Fuel for OpenStack

[regression] 9.0 mitaka mos is failed to deploy with nodes in error state

Bug #1578106 reported by Yury Tregubov on 2016-05-04

This bug report is a duplicate of: Bug #1574999: [regression] MySQL may fail to SST because of a ./ib* files race condition. Edit Remove

This bug affects 1 person

Affects		Status	Importance	Assigned to	Milestone
	Fuel for OpenStack	Fix Committed	Critical	Bogdan Dobrelya	Fuel for OpenStack 10.0
	Mitaka	In Progress	Critical	Bogdan Dobrelya	Fuel for OpenStack 9.0

Bug Description

Since about iso #262 on 9.0 mos mitaka the deployment of the environment is failed quite recently.
In about 50% cases the deploy is failed with nodes stucked in error state.

The following error are seen in pacemaker logs on one of the affected envs:
warning: status_from_rc: Action 61 (p_mysqld_start_0) on node-2.test.domain.local failed (target: 0 vs. rc: 1): Error

Diagnostic snapshot from the env is attached.

And looks like the problem appears only on environments with the 3 controllers.
Test environments with only one controller are deployed fine so far.

So to reproduce the problem just try to deploy env with 9.0 mitaks iso #262 or later.
Environment should contain at least 3 controllers, one compute and one storage (cinder or ceph doesn't matter).

Tags:

Revision history for this message

Yury Tregubov (ytregubov) wrote on 2016-05-04:

9.0 iso #262 disagnostic Edit (50.8 MiB, application/octet-stream)

Timur Nurlygayanov (tnurlygayanov) on 2016-05-04

Changed in fuel:
assignee:	nobody → Fuel Library (Deprecated) (fuel-library)
importance:	Undecided → Critical

Revision history for this message

Timur Nurlygayanov (tnurlygayanov) wrote on 2016-05-04:

It looks like deployment failed because fuel can't install mysql and rabbitmq clusters in HA mode, we can see many puppet errors in logs, like:

(/Stage[main]/Cluster::Mysql/Exec[wait-initial-sync]) Failed to call refresh: mysql -uclustercheck -pd83wmbYJXsbpeo9ZCJz3sJI9 -Nbe "show status like 'wsrep_local_state_comment'" | grep -q -e Synced && sleep 10 returned 1 instead of one of [0]
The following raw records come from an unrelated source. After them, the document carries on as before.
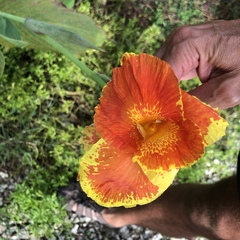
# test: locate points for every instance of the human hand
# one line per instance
(210, 51)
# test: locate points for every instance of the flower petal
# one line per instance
(208, 119)
(90, 137)
(176, 145)
(112, 179)
(143, 89)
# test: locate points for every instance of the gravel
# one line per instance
(83, 228)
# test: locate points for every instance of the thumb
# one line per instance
(222, 92)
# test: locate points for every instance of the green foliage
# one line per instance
(41, 212)
(47, 18)
(46, 102)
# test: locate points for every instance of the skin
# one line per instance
(210, 51)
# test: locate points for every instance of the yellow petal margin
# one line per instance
(112, 179)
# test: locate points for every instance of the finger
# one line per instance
(220, 92)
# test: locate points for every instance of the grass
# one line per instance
(46, 102)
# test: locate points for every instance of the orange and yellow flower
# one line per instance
(145, 129)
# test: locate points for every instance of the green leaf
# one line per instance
(2, 64)
(68, 3)
(7, 29)
(9, 35)
(52, 12)
(10, 42)
(63, 36)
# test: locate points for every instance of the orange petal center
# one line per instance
(149, 129)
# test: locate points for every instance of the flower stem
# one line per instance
(12, 17)
(69, 55)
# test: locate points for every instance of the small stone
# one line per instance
(2, 229)
(3, 175)
(75, 229)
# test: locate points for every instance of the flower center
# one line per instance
(148, 129)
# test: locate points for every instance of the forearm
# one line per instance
(190, 210)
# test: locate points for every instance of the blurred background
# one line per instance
(45, 102)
Could not prefetch mysql_user provider 'mysql': Execution of '/usr/bin/mysql --defaults-extra-file=/root/.my.cnf -NBe SELECT CONCAT(User, '@',Host) AS User FROM mysql.user' returned 1: ERROR 2002 (HY000): Can't connect to local MySQL server through socket '/var/run/mysqld/mysqld.sock' (111)

(/Stage[main]/Rabbitmq::Install::Rabbitmqadmin/Staging::File[rabbitmqadmin]/Exec[/var/lib/rabbitmq/rabbitmqadmin]/returns) change from notrun to 0 failed: curl -k --noproxy localhost --retry 30 --retry-delay 6 -f -L -o /var/lib/rabbitmq/rabbitmqadmin http://nova:kOVE8QMA6taaje1mZZjHCbZe@localhost:15672/cli/rabbitmqadmin returned 7 instead of one of [0]

It is blocker for QA team because many test configurations which we use to run Tempest tests failed with this error.
Priority changed to Critical because deployment of the environment failed and we don't have a workaround yet.